Friday, July 27, 2007

$100 laptop: The end of Moore's Law?

by Rory Reid
The One Laptop Per Child organization's XO computer, aka the $100 laptop, has just started mass production. And while Crave is happy that thousands of underprivileged African children will reap the benefits of a PC and the Internet, we can't help but feel a little jealous--and even embarrassed.

Here we are, extolling the virtues of laptops such as the $4,000+ Sony Vaio TZ, when for most users the $100 XO would be just as effective. Sure, it doesn't have a premium badge on the lid, and its 433MHz AMD CPU won't win any speed records, but it'll let you surf the Web, send email, enjoy audio and video, and even, as some Nigerian children have discovered, allow you to browse for porn.

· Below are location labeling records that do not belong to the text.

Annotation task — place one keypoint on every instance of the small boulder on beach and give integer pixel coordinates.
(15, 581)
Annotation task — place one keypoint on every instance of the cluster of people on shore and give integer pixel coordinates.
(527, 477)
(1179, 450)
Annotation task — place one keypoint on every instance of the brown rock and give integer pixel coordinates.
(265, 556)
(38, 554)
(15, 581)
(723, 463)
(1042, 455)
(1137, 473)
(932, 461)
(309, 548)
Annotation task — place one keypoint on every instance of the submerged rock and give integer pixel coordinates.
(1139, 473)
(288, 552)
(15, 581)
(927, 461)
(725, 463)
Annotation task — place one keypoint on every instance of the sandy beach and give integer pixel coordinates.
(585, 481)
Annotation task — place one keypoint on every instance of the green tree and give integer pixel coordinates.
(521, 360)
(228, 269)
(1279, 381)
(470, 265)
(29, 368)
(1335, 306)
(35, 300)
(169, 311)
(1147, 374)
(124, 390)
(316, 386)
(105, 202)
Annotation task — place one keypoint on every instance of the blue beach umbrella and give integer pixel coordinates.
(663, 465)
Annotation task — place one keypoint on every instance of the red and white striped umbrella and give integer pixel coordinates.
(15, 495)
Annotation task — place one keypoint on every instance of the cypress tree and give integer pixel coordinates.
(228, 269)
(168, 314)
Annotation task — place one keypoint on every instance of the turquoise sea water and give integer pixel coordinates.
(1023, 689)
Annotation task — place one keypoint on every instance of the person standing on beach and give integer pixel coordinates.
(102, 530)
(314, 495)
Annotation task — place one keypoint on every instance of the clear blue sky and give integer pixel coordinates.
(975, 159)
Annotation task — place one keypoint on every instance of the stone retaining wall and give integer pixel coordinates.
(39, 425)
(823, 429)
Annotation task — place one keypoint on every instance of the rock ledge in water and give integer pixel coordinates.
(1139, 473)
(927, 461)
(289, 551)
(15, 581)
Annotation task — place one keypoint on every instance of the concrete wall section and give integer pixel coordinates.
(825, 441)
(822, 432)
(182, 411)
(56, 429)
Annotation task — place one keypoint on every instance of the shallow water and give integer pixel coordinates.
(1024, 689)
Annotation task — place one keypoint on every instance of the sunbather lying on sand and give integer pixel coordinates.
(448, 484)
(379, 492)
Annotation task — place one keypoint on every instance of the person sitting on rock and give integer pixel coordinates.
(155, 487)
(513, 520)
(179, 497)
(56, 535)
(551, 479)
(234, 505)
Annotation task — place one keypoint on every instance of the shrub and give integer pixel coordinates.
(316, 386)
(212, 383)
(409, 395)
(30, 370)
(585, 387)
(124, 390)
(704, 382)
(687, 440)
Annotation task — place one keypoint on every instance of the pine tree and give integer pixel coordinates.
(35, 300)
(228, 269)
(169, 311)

Think about your own PC usage--does it honestly include anything more demanding than Facebook stalking, laughing at idiots on YouTube or hitting the digg button underneath the latest lolcat? Can you justify spending $4,000 when a machine costing $100 pounds will do exactly the same thing? Crave thinks the world can learn a lot from the XO, the ClassMate PC and its ilk. These devices could change the computing world as we know it. And despite its makers saying it's exclusive to the developing world, the XO absolutely should be brought to the West.

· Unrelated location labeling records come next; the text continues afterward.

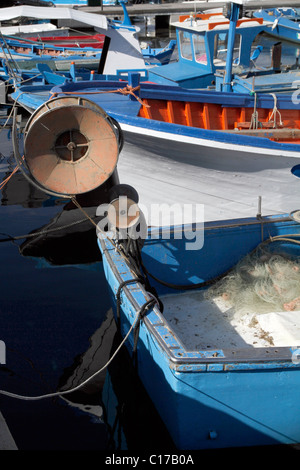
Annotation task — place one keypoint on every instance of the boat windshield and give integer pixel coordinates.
(220, 49)
(192, 47)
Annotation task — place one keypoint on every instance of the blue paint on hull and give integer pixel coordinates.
(208, 399)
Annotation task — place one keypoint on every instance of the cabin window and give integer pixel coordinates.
(220, 49)
(199, 49)
(185, 45)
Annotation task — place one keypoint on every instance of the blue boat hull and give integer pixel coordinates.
(228, 397)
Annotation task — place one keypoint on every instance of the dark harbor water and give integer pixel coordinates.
(58, 329)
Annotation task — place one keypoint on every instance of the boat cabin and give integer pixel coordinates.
(202, 49)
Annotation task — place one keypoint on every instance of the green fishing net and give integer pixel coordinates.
(262, 282)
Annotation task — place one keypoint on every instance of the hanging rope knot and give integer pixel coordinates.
(129, 90)
(275, 113)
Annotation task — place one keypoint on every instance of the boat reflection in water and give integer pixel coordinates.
(115, 396)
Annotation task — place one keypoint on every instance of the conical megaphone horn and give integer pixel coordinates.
(70, 146)
(124, 213)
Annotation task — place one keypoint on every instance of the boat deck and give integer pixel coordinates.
(203, 324)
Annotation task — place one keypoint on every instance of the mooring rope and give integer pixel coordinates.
(127, 90)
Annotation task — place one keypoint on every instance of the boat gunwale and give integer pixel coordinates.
(213, 360)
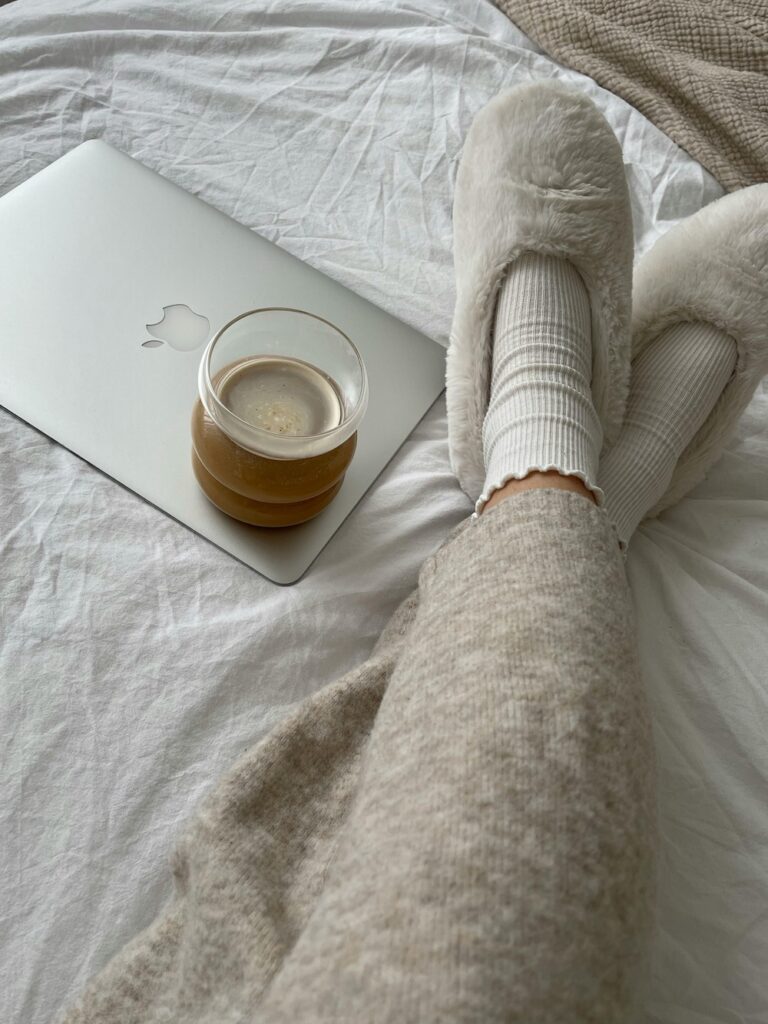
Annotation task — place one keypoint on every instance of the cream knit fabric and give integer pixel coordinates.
(676, 382)
(459, 830)
(541, 415)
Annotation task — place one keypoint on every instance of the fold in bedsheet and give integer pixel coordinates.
(137, 662)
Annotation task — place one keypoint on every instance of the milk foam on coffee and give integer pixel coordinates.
(281, 394)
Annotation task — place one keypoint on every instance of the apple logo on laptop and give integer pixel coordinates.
(180, 328)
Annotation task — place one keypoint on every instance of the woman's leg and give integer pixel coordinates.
(496, 861)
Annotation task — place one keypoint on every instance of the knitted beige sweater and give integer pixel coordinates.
(459, 830)
(697, 69)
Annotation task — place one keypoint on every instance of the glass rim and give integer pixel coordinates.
(205, 376)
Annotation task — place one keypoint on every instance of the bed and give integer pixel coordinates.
(137, 660)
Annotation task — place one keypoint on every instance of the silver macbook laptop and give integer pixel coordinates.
(99, 257)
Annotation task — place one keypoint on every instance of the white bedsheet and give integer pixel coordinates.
(137, 660)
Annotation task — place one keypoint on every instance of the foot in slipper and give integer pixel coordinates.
(543, 252)
(699, 350)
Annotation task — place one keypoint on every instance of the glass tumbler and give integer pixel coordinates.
(281, 395)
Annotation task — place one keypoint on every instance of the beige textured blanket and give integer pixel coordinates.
(697, 69)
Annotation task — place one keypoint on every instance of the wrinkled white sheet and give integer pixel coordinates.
(137, 660)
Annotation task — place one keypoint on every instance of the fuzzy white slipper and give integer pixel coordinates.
(712, 267)
(541, 171)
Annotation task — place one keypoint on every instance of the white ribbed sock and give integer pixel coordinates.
(675, 384)
(541, 416)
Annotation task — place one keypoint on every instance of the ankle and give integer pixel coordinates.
(537, 480)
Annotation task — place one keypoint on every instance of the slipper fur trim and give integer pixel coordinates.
(541, 171)
(712, 267)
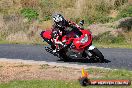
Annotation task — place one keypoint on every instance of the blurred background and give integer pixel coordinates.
(110, 21)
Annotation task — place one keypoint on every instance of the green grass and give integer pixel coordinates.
(103, 45)
(107, 74)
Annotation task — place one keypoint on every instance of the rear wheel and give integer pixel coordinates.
(63, 55)
(97, 55)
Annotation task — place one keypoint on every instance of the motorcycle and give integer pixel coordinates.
(79, 45)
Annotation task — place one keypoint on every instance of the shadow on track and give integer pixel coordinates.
(80, 60)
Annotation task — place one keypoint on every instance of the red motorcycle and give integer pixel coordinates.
(79, 45)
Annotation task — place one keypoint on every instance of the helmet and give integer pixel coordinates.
(55, 34)
(59, 20)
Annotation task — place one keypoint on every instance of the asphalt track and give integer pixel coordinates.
(115, 58)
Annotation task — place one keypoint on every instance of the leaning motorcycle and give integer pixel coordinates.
(79, 45)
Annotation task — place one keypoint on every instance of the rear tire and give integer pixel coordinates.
(97, 55)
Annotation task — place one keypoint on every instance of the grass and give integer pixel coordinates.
(103, 45)
(107, 74)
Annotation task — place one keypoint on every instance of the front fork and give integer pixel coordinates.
(90, 49)
(50, 43)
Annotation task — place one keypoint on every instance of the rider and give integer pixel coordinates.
(59, 29)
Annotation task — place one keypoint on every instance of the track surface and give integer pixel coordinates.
(115, 58)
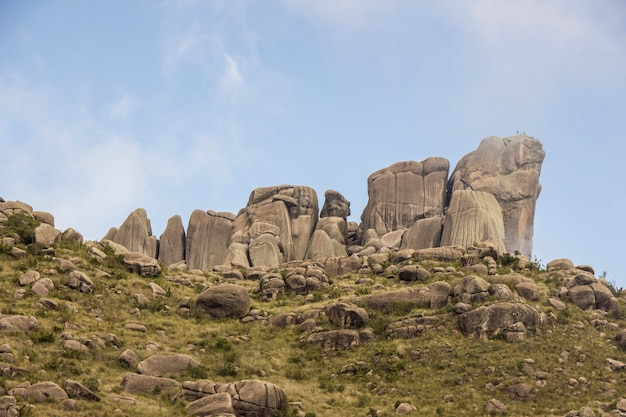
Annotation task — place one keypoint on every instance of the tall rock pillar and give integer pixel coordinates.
(509, 170)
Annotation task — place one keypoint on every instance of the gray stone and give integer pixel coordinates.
(161, 365)
(405, 192)
(78, 391)
(424, 233)
(473, 217)
(149, 385)
(45, 235)
(141, 263)
(208, 238)
(485, 321)
(211, 405)
(509, 170)
(135, 234)
(348, 315)
(172, 242)
(334, 339)
(228, 300)
(335, 205)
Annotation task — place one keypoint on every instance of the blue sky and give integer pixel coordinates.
(180, 105)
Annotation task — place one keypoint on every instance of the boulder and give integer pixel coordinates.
(439, 294)
(141, 264)
(293, 210)
(348, 315)
(135, 234)
(76, 390)
(508, 169)
(405, 192)
(486, 321)
(45, 235)
(172, 242)
(148, 385)
(208, 238)
(334, 339)
(161, 365)
(211, 405)
(335, 205)
(228, 300)
(473, 217)
(329, 238)
(250, 398)
(39, 392)
(11, 322)
(79, 280)
(424, 233)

Since 1965, the tech world has obsessed about keeping pace with Moore's Law--an empirical observation that computing performance will double every 24 months. Concurrently, consumers have lusted after the latest and greatest computing hardware, encouraged in part by newer, fatter, ever more demanding operating systems and applications.

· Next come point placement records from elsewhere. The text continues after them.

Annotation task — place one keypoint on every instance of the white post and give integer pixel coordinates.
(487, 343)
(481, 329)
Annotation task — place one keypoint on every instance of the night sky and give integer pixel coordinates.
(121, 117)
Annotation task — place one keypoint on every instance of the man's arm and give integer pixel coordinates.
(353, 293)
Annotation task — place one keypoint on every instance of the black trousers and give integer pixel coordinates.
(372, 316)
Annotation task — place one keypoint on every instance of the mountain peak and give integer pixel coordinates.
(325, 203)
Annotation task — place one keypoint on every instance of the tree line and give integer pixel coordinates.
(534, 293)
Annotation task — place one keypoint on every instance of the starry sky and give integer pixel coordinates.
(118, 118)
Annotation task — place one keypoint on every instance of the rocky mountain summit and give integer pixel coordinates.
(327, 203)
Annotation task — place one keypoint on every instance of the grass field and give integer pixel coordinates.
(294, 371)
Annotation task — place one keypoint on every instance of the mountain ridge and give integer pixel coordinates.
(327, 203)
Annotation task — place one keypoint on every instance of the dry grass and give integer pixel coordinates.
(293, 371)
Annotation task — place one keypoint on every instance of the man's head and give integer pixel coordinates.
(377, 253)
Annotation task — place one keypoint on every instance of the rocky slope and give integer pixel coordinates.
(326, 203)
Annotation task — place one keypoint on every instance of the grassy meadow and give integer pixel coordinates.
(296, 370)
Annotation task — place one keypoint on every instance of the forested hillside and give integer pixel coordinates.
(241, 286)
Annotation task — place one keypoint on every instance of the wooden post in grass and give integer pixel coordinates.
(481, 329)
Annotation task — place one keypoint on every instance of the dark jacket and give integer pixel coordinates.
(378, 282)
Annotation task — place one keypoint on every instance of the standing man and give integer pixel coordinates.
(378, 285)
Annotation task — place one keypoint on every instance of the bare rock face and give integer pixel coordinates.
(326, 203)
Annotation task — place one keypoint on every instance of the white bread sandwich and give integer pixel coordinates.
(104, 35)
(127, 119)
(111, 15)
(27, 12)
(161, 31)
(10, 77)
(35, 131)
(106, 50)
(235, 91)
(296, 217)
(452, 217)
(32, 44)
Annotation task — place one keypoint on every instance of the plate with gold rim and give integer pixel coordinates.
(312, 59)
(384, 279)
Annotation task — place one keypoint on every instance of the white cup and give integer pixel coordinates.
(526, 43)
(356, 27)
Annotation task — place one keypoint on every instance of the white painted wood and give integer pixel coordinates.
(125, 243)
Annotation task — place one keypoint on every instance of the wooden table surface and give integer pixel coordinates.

Moore's law is great for making tech faster, and for making slower, existing tech cheaper, but when consumers realise their personal lust for faster hardware makes almost zero financial sense, and hurts the environment with greater demands for power, will they start to demand cheaper, more efficient 'third-world' computers that are just as effective?

We think so. The amount of interest generated by the XO, the ClassMate PC, and more recently the £200 Asus Eee PC is phenomenal. Most people in the Crave office are astounded by their low price and relatively high functionality, and are finding it difficult to justify buying anything else. If you want to play the latest games, well, the latest games consoles, while power-hogs, are relatively cheap and graphically very impressive.

It's almost poetic that the poorest nations in the world have the potential to push the Western tech industry in a new direction. Don't get us wrong--we love fast, outlandish laptops and PCs as much as the next blog, but we'd be idiots not to show you the alternative. And what a fantastic alternative it is. We predict some very interesting, and money-saving times ahead.